Che bilancio fai della tua vita spesa per diffondere il valore della canapa?
È una cosa che faccio con molto piacere, oramai è la mia vita. Ma lo sento anche come un dovere. Stando in India ho imparato che se una cosa non la si sa per ignoranza, non è un problema, ma nel momento in cui ti rendi conto di qualcosa, devi fare quello che ti senti per diffonderla.
E cosa pensi del fatto che dove non è riuscita l’intelligenza umana, ce l’hanno fatta i soldi creando un business enorme?
Si è riusciti in qualche modo a far venire fuori la questione perché è diventata un business. Finché dicevamo che volevamo cambiare il mondo e che i soldi non erano la cosa principale, il potere ha sempre detto no.
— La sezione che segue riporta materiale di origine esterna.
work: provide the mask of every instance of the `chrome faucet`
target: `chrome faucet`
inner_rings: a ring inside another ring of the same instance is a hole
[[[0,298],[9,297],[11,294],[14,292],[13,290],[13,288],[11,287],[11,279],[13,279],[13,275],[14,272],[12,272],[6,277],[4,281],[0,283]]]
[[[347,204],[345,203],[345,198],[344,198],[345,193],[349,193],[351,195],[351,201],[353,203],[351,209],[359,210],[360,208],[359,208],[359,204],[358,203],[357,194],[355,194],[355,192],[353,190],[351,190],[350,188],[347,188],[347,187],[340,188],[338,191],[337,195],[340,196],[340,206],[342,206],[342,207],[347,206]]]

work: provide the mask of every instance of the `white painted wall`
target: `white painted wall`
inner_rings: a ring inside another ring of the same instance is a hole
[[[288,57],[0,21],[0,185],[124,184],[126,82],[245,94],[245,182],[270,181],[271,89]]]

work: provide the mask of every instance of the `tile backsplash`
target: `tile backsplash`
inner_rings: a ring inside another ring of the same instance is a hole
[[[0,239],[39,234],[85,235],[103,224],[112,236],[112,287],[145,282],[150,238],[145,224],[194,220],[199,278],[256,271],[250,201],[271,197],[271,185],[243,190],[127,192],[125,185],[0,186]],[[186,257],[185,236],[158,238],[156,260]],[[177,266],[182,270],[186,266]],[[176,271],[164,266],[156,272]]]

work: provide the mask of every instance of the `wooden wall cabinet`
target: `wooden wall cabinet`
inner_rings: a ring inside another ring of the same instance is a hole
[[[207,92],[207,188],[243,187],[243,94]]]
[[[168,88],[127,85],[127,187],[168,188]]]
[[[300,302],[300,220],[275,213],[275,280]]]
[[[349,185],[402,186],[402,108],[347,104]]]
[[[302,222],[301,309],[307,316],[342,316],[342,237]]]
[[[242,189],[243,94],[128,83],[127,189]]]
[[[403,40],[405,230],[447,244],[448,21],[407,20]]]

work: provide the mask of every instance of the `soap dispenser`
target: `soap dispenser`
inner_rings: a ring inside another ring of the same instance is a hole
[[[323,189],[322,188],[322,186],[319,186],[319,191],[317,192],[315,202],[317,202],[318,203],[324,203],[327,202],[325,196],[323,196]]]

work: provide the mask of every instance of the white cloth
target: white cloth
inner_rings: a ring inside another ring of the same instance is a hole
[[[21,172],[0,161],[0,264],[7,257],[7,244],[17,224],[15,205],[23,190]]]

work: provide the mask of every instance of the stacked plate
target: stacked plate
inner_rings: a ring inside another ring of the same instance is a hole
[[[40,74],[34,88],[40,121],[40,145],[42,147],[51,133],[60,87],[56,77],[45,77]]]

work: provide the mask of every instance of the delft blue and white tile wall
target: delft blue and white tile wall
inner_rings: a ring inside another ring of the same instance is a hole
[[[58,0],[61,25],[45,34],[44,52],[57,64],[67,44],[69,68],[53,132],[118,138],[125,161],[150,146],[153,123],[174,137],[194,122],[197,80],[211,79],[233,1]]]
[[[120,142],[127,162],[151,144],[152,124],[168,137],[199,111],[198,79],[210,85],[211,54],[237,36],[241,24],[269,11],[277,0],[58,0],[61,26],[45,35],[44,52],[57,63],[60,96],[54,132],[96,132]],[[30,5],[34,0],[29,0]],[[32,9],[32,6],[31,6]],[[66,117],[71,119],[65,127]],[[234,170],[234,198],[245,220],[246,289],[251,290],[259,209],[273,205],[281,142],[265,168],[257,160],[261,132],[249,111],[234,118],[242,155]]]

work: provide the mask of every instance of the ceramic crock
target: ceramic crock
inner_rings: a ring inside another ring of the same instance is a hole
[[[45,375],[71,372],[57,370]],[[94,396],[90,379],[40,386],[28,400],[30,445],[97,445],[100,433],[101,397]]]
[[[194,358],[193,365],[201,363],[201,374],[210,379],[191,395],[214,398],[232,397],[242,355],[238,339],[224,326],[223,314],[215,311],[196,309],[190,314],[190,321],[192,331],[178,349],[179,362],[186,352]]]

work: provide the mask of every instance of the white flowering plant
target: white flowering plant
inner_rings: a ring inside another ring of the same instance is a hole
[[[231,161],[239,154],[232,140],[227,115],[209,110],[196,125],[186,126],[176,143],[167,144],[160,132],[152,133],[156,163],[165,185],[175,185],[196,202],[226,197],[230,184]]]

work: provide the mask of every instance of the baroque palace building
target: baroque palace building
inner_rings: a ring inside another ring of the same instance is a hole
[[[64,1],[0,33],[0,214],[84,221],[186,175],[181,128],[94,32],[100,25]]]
Nel momento in cui sente odore di soldi il sistema alza le orecchie. In America adesso c’è l’assurdo che puoi fumare a scopo ricreativo ma è ancora illegale la canapa industriale. Perché è un business tanto grosso che prima vogliono prepararsi e capire bene come funziona.
Raccontaci qualcosa di te… Fai sport? Che libri leggi? E che musica ascolti?
Ero istruttore di nuoto, anche se oggi di sport non ne faccio più. Viaggio tanto e mi stanco abbastanza. Mi piace la terra, mi piace stare fuori, mi piace coltivare la mia verdura, farmi il mio vino. Ho anche le api e faccio il miele. Mi piacerebbe poter lavorare liberamente anche con la cannabis. Ho vissuto tanto in India ed è un altro mondo; mi piace molto vedere ciò che c’è di là. Musica in genere ascolto di tutto. Non mi piace la techno e nemmeno le canzoni melense, non le sopporto. Non mi piace il calcio perché è solo un business e non riesco a capire come la gente possa continuare a farsi ipnotizzare nonostante sappia che non è più uno sport.
Franco Casalone finisce il suo racconto commosso, spiegando che vorrebbe riuscire a vedere la pianta di cannabis ed i suoi frutti, finalmente liberi. «Ci sono arrivato vicino tre volte: la prima nel ‘75/’76, dicevamo che avremmo cambiato il mondo. Eravamo in tanti. Poi c’è stata una repressione bestiale. Poi di nuovo nel ’93 quando siamo usciti con i libri e pensavo ok, adesso abbiamo scoperto come stanno le cose, visto che è un business, cambia. Son passati vent’anni».